A friend brought up the classic Monty Hall problem. During our discussions, I realized it’s interesting to put the problem under the lens of game theory.

Refresher

You’re on a game show. The host shows you three doors, and you win a car iff you open the right door. After you name your choice (door 1), the host opens door 2, showing that it’s not the right one. Now you’re given the choice to switch to door 3. Should you do it?

Person A says it doesn’t matter, since 1 and 3 are still equally likely to be the right door. Why would eliminating door 2 make that untrue?

Person B says we should switch. Before the host opened door 2, door 1 has 1/3 chance to be the right one, i.e. there is 2/3 chance that you’re wrong. If you were wrong, switching would make you right, so door 3 now has 2/3 chance of being right!

This apparent paradox has caused heated debates throughout the years.

A two-player zero-sum game

It turns out that what you should do depends on what the host was thinking when they opened door 2.

Let us reframe the game as a two-player zero-sum game. The contestant picks a door (name it 1), then the host either opens door 1 or another door (name it 2), showing that it’s not the correct door. Now the contestant can pick one of the two unopened doors.

The contestant’s strategy can be characterized with a single probability p. If the host opens door 1, obviously the contestant can only guess among the other two doors, getting it right 1/2 of the time. If the host opens door 2, the contestant can switch with probability p.

The host’s strategy can also be characterized with a single probability q. If door 1 is correct, then the host doesn’t have any choice but to open one of the remaining two doors at random. Otherwise, the host can open door 1 with probability q, forcing the contestant to guess.
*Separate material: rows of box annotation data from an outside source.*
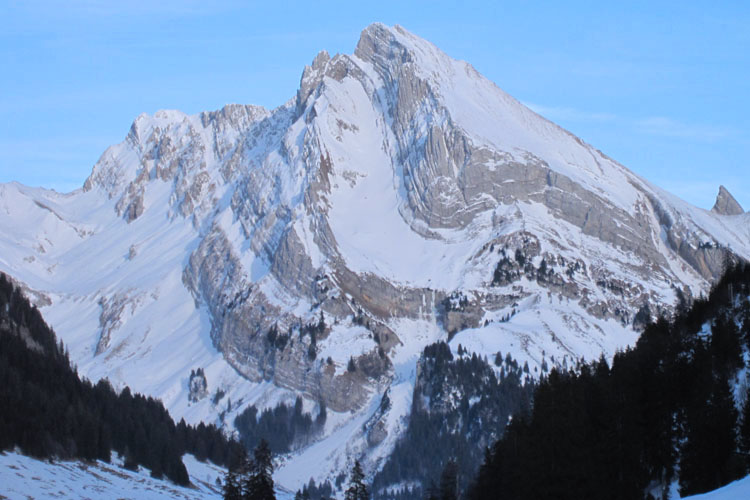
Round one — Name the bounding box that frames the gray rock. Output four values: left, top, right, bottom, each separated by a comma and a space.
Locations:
711, 186, 745, 215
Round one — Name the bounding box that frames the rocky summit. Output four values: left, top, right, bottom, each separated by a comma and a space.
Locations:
0, 24, 750, 488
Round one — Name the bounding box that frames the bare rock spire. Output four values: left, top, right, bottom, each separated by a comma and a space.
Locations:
711, 186, 745, 215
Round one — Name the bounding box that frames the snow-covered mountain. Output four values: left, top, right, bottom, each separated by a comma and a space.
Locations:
0, 24, 750, 489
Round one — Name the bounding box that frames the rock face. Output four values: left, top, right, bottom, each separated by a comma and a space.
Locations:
711, 186, 745, 215
0, 24, 750, 488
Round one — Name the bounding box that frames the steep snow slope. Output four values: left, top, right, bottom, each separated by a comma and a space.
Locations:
0, 24, 750, 489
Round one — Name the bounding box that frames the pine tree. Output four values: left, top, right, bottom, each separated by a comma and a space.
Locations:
242, 439, 276, 500
440, 460, 458, 500
680, 375, 742, 495
221, 470, 242, 500
344, 460, 370, 500
740, 394, 750, 470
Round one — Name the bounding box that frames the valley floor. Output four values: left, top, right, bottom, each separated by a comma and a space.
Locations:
0, 453, 228, 500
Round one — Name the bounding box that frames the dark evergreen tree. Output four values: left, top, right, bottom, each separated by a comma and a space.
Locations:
243, 440, 276, 500
345, 460, 370, 500
680, 376, 744, 495
440, 460, 458, 500
221, 469, 242, 500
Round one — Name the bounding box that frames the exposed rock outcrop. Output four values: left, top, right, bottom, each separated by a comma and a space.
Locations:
711, 186, 745, 215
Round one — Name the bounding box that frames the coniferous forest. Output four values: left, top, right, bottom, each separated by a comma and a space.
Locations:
0, 274, 241, 485
468, 263, 750, 500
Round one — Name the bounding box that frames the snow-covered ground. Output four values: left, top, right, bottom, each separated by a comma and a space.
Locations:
0, 453, 292, 500
683, 476, 750, 500
0, 453, 223, 500
0, 21, 750, 494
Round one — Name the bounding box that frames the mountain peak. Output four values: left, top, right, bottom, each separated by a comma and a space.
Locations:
711, 186, 745, 215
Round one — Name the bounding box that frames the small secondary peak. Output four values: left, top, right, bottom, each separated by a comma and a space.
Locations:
711, 186, 745, 215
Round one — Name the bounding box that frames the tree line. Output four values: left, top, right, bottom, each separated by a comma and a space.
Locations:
0, 273, 241, 485
468, 263, 750, 500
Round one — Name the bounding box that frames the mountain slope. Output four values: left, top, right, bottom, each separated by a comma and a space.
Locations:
0, 24, 750, 489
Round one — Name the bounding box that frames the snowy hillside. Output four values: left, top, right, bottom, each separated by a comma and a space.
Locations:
0, 453, 223, 500
0, 24, 750, 489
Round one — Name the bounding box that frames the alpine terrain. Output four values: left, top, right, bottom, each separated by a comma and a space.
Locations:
0, 24, 750, 491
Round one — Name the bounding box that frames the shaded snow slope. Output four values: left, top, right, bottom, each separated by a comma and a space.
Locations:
0, 24, 750, 489
0, 453, 223, 500
683, 477, 750, 500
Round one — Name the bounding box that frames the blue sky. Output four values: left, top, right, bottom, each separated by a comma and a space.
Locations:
0, 0, 750, 209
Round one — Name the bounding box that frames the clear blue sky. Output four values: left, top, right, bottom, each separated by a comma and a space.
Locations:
0, 0, 750, 209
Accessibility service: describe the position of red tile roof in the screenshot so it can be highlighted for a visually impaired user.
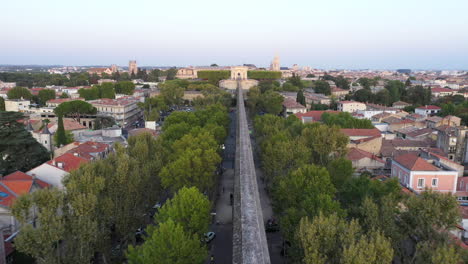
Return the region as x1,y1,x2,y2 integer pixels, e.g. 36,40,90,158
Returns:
0,171,49,207
416,105,441,110
394,153,439,171
47,153,88,172
431,88,455,93
47,119,87,132
341,128,382,137
347,148,385,163
296,110,341,122
283,98,306,109
338,101,364,104
67,141,110,160
46,98,84,104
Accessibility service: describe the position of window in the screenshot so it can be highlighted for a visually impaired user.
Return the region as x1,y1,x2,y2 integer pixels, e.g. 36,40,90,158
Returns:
418,179,424,188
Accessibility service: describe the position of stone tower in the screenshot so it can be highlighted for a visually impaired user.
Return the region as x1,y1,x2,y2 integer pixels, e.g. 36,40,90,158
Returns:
111,64,119,73
39,123,52,151
270,55,280,71
128,61,138,75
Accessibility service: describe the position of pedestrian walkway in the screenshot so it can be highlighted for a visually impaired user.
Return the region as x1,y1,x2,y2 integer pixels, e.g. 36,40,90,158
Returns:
233,83,270,264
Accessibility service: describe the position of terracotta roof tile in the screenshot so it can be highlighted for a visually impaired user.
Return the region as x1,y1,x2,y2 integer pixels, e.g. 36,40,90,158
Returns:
394,153,439,171
296,110,341,122
347,148,385,163
416,105,441,110
47,153,88,172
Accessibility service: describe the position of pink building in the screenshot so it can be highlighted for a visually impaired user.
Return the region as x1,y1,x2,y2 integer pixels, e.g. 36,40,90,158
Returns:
392,153,458,193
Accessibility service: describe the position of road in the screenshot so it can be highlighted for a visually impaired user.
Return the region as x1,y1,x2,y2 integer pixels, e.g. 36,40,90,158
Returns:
206,108,286,264
247,114,286,264
206,109,236,264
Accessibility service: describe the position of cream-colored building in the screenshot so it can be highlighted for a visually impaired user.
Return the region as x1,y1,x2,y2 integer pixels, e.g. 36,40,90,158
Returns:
338,101,366,113
88,96,143,127
5,99,31,112
219,66,258,90
128,61,138,75
270,55,281,71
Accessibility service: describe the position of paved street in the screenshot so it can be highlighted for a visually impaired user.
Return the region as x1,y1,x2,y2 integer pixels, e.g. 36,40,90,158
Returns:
206,112,236,264
206,108,286,264
248,115,286,264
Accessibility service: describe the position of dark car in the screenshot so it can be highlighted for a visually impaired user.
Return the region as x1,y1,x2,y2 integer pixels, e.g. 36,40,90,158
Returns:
265,219,279,232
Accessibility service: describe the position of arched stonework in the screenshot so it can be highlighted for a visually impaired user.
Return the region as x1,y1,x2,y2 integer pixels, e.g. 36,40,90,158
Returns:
231,66,249,80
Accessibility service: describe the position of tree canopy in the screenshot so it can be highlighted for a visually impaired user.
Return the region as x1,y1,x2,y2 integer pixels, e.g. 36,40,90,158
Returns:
7,86,32,100
0,112,50,175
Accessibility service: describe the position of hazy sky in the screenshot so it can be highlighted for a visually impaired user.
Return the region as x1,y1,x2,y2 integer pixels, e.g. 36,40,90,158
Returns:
0,0,468,69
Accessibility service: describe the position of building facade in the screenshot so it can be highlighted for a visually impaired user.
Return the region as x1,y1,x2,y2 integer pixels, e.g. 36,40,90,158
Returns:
128,60,138,75
391,153,458,193
337,101,366,113
5,99,31,112
89,96,143,127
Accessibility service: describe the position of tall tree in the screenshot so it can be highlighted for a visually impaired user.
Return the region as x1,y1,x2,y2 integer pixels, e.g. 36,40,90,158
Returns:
156,187,211,238
127,219,207,264
327,158,354,190
297,214,393,264
274,165,342,241
314,81,331,95
260,91,284,115
54,115,70,147
160,82,184,106
12,188,66,264
96,82,115,99
115,81,135,95
7,86,32,100
0,112,50,175
301,124,348,166
296,90,306,106
54,100,97,122
160,148,221,192
38,89,55,105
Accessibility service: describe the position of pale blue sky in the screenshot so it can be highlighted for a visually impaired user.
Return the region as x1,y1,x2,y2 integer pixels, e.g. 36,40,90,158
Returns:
0,0,468,69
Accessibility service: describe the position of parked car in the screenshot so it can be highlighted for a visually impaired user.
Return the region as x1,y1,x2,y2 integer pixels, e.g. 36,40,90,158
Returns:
265,219,279,232
203,232,216,243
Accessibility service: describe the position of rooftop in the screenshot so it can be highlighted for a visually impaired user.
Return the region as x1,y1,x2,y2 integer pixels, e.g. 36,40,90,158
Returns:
347,148,385,163
394,153,440,171
295,110,341,122
416,105,441,110
283,98,306,109
47,153,88,172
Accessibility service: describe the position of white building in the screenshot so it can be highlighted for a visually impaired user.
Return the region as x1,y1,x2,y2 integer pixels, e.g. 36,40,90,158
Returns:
89,96,143,127
414,105,441,116
26,153,88,189
5,99,31,112
337,101,366,113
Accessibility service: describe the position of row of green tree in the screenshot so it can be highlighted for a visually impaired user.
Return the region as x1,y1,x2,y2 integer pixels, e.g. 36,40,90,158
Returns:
348,81,431,106
78,81,135,100
0,68,177,88
322,112,374,129
7,86,68,106
254,115,467,264
13,98,229,263
247,87,284,115
435,95,468,126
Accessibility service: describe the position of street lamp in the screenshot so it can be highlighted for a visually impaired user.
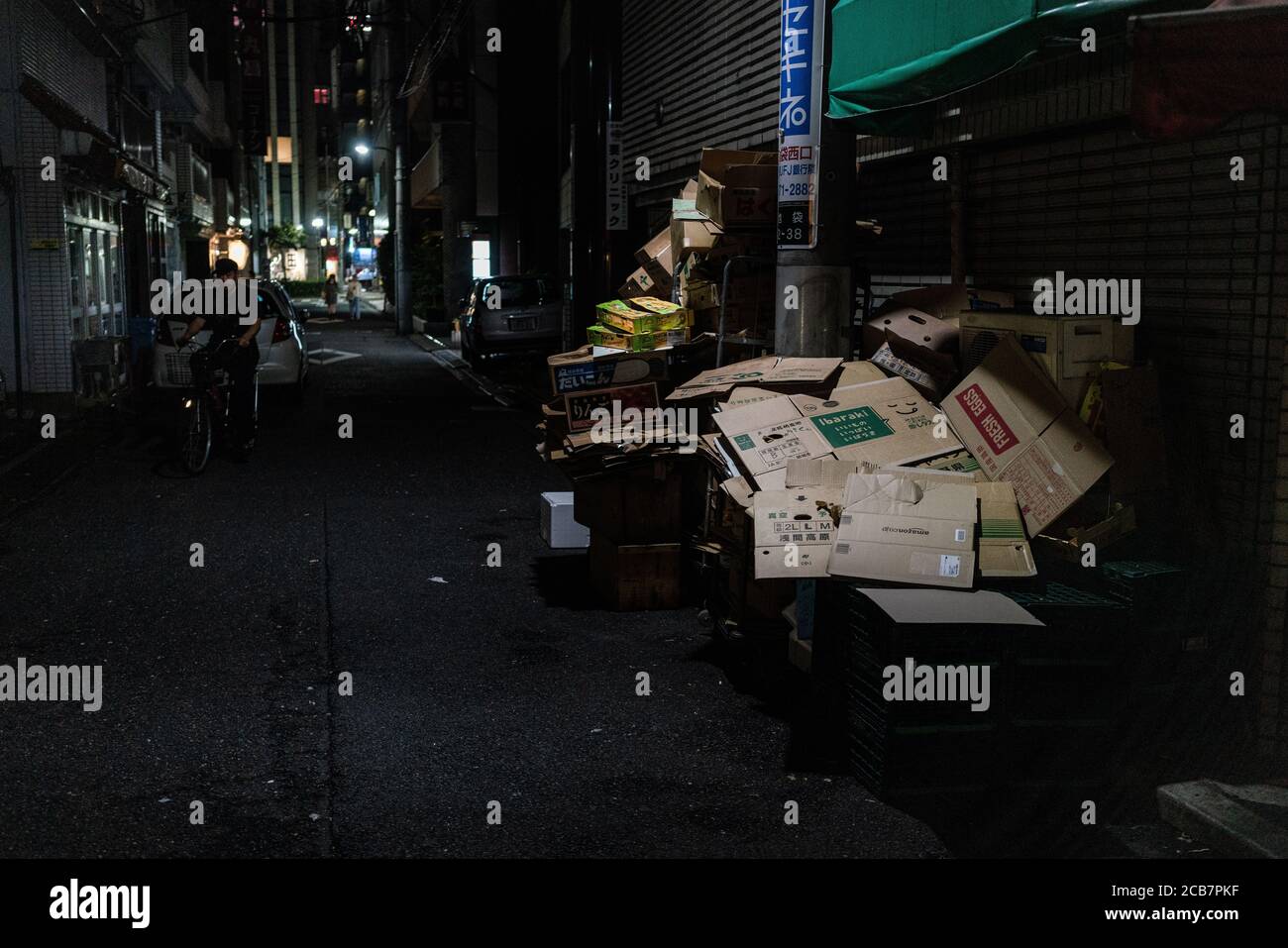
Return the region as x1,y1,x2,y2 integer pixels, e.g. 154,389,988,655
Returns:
309,218,326,279
353,138,411,335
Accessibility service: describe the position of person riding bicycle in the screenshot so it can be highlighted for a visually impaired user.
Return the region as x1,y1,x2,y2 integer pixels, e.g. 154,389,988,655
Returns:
177,257,261,455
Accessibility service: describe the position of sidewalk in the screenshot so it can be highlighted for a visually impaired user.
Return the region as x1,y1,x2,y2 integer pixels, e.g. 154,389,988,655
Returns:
291,287,394,319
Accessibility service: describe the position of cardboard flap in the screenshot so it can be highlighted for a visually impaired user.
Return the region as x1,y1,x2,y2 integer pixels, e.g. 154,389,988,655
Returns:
858,588,1044,626
720,477,755,507
842,474,975,523
787,456,866,490
722,385,783,411
698,149,778,177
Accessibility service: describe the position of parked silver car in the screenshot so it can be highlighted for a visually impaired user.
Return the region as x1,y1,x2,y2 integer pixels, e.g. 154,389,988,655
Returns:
461,277,563,366
152,279,309,394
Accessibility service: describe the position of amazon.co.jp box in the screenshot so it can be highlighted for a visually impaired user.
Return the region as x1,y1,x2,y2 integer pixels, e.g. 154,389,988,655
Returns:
828,474,976,588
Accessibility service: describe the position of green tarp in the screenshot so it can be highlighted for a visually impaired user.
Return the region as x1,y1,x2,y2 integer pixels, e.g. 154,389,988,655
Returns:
828,0,1208,134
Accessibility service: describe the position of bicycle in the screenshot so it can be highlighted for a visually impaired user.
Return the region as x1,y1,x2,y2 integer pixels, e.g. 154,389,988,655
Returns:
179,339,259,474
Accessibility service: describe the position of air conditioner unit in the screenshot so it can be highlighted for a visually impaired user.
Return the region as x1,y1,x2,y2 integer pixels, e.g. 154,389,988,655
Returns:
961,310,1134,408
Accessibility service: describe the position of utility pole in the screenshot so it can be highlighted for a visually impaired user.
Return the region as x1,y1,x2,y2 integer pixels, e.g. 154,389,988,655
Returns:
774,0,855,357
386,0,411,336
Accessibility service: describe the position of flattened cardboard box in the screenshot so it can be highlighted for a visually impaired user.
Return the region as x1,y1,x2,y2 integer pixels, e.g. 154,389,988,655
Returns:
715,378,961,489
828,474,975,588
713,395,831,489
876,466,1038,579
943,336,1115,536
546,345,667,396
667,356,841,402
696,149,778,229
752,488,841,579
793,378,962,465
564,381,658,432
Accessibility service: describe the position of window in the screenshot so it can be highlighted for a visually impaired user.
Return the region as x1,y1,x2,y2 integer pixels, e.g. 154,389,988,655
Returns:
471,241,492,279
265,136,291,164
67,224,85,339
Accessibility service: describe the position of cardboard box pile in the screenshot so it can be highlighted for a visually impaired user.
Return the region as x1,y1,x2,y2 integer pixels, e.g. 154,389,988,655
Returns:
541,225,1158,627
537,325,726,609
587,296,693,352
620,157,777,343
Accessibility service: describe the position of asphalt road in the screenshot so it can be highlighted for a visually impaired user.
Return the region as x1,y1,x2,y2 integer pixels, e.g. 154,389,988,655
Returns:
0,321,944,857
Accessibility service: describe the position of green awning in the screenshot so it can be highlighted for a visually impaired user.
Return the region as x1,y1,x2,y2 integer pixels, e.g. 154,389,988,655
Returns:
828,0,1208,134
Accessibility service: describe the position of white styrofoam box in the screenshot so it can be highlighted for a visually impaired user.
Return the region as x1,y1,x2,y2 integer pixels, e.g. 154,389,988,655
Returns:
541,490,590,550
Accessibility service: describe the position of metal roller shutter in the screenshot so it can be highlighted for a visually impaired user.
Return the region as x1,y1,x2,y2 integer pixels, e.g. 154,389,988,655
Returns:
857,44,1288,752
621,0,780,213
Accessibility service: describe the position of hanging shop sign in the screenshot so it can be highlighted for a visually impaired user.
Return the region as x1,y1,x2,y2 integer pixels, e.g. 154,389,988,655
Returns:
604,123,626,231
778,0,827,250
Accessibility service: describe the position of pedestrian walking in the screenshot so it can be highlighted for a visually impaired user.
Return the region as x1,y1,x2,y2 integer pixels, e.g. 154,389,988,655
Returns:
322,273,340,316
344,273,362,321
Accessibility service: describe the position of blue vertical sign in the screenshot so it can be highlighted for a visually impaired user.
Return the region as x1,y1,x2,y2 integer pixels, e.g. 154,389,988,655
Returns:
778,0,827,250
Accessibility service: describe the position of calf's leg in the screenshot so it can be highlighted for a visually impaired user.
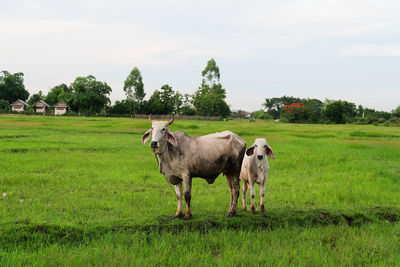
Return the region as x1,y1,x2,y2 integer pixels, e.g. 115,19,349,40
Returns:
249,179,256,216
226,175,240,217
183,177,192,220
174,182,183,218
260,182,265,212
242,181,248,211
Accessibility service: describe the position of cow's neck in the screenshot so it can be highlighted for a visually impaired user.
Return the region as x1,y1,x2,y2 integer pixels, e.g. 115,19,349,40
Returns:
156,143,168,174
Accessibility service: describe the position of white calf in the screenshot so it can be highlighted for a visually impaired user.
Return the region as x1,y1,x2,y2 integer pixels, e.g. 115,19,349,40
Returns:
240,138,275,213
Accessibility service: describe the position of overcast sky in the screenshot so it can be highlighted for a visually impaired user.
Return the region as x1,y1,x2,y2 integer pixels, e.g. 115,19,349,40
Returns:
0,0,400,111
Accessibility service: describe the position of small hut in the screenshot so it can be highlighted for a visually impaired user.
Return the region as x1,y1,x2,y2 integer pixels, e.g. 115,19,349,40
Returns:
35,100,50,114
54,101,68,115
11,99,30,112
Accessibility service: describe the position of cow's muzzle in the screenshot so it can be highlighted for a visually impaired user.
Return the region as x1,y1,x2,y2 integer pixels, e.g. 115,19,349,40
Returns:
150,141,158,148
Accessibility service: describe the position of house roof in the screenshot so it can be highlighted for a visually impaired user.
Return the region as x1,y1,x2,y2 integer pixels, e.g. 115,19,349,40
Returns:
11,99,30,107
35,100,50,107
54,101,68,108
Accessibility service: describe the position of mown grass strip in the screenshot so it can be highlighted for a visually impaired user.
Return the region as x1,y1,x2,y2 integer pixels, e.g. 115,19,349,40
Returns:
0,207,400,251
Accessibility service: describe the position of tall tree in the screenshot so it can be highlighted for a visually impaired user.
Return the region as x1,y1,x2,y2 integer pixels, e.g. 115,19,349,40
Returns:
45,83,72,105
70,75,111,114
27,91,45,106
322,100,357,123
147,84,183,114
392,105,400,118
263,96,301,119
193,59,230,117
0,71,29,104
124,67,146,111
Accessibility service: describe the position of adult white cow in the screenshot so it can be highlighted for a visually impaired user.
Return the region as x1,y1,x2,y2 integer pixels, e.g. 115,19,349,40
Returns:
142,115,246,219
240,138,275,213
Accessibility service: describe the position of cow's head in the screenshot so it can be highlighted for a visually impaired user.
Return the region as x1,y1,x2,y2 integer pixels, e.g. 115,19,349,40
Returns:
246,138,275,160
142,115,177,152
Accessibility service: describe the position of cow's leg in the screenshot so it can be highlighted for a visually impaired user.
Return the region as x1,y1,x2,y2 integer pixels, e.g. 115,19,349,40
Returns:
260,181,265,212
174,182,183,218
225,175,233,216
183,177,192,220
242,181,247,211
249,179,256,213
225,175,240,217
232,175,240,215
260,174,268,212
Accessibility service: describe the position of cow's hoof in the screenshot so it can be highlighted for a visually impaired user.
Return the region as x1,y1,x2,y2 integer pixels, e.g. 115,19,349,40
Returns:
226,212,236,218
251,206,256,214
172,213,183,219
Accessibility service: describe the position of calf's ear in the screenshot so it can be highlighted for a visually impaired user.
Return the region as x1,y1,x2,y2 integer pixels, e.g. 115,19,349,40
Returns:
246,145,255,156
142,129,152,144
167,130,178,147
266,145,275,159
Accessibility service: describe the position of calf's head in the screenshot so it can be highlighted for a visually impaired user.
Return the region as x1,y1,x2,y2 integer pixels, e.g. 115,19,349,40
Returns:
246,138,275,160
142,115,177,152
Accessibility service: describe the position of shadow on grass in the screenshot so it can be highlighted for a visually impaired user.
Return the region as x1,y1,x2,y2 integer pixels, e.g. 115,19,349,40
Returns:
0,207,400,251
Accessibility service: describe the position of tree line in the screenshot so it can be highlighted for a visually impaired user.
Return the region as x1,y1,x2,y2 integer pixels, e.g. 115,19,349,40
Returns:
0,59,400,124
0,59,230,117
252,96,400,125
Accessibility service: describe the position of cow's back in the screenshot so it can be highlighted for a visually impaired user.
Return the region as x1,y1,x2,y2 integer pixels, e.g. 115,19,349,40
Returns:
174,131,246,182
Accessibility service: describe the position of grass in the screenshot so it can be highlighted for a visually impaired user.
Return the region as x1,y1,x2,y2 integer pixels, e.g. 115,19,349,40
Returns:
0,115,400,266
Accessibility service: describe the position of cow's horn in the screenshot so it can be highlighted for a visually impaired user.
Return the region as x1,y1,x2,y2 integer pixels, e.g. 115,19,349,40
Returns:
168,114,174,125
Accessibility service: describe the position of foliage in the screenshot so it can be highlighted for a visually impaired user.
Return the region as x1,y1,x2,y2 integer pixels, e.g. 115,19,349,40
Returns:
179,94,196,116
251,109,272,120
45,83,73,106
27,91,46,106
0,116,400,266
392,105,400,118
282,103,305,122
124,67,146,103
322,100,357,123
193,59,230,117
70,75,111,114
0,99,11,112
263,96,301,119
108,99,132,114
146,84,184,114
0,70,29,104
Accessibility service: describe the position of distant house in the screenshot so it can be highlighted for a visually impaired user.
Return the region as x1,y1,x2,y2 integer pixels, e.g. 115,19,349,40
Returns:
35,100,50,114
231,109,251,119
11,99,30,112
54,101,68,115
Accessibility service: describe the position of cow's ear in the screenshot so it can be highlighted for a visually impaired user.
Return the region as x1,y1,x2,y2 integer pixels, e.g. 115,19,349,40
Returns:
167,130,178,146
246,145,255,156
266,145,275,159
142,129,152,144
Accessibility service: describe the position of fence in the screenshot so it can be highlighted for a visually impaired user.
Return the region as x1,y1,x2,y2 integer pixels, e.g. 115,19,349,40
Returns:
135,114,222,121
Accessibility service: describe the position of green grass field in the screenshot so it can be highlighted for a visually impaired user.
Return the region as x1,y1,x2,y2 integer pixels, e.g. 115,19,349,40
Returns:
0,115,400,266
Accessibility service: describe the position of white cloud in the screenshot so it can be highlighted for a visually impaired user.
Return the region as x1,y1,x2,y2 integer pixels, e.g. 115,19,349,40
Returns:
341,44,400,57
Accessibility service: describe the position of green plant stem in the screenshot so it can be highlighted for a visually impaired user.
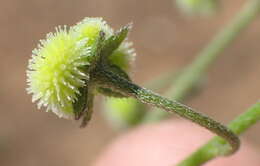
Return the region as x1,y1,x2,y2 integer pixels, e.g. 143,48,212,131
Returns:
178,102,260,166
144,0,260,122
93,67,240,155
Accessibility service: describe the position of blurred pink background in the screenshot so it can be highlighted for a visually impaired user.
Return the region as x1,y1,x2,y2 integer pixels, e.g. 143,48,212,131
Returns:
0,0,260,166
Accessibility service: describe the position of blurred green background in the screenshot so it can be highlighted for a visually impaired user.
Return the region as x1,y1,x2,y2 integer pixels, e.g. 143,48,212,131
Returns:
0,0,260,166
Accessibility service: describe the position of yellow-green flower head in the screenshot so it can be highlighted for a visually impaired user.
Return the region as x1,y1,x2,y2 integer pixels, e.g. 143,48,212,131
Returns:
27,27,90,118
27,18,136,118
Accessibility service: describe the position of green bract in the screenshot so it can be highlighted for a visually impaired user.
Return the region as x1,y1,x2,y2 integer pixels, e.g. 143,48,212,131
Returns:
27,18,133,118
The contestant’s probability of winning would then be:

P(door 1 is right) * P(contestant doesn't switch)
+ P(door 1 is wrong) * P(host opens door 1) * P(contestant guesses right)
+ P(door 1 is wrong) * P(host opens door 2 or 3) * P(constestant switches)
= 1/3 * (1 + p + q - 2pq)

If the host wants to minimize this probability by changing q, then it depends the sign of 1-2p. If p < 1/2, the host would want q to be minimized, otherwise maximized. The contestant faces an analogous situation: if q < 1/2, p should be maximized, otherwise minimized. In other words, if p is small, q should be small, which should make p large, which should make q large… The only equilibrium is when p = q = 1/2, which makes the probability of winning 1/2. This intuitively makes sense: either player is just randomly guessing, and the result is the same as flipping a coin.

The game show, hypothetically

In the actual game show, the host never opens the contestant’s chosen door, i.e. q = 0. By the above analysis, p should be 1, resulting in a winning probability of 2/3. One way to think about this classic result is that the host is playing a bad strategy and getting exploited by the contestant.

But as a thought experiment, what if you’re the first ever contestant, and you don’t know what the host is thinking when you see door 2 being opened?

  • If q = 0 then switching is 2/3 of a prize;
  • But if q = 1 then switching is 1/3;
  • What if the host only opens the second door if you were correct on the first try? Then switching always loses.
  • What are the host’s incentives? Does the show want to save on the prizes, or is giving more prizes better for ratings?
  • What is the average contestant expected to do? Does that affect the design of the game?

How do we stay sane when playing games when the rules are unknown?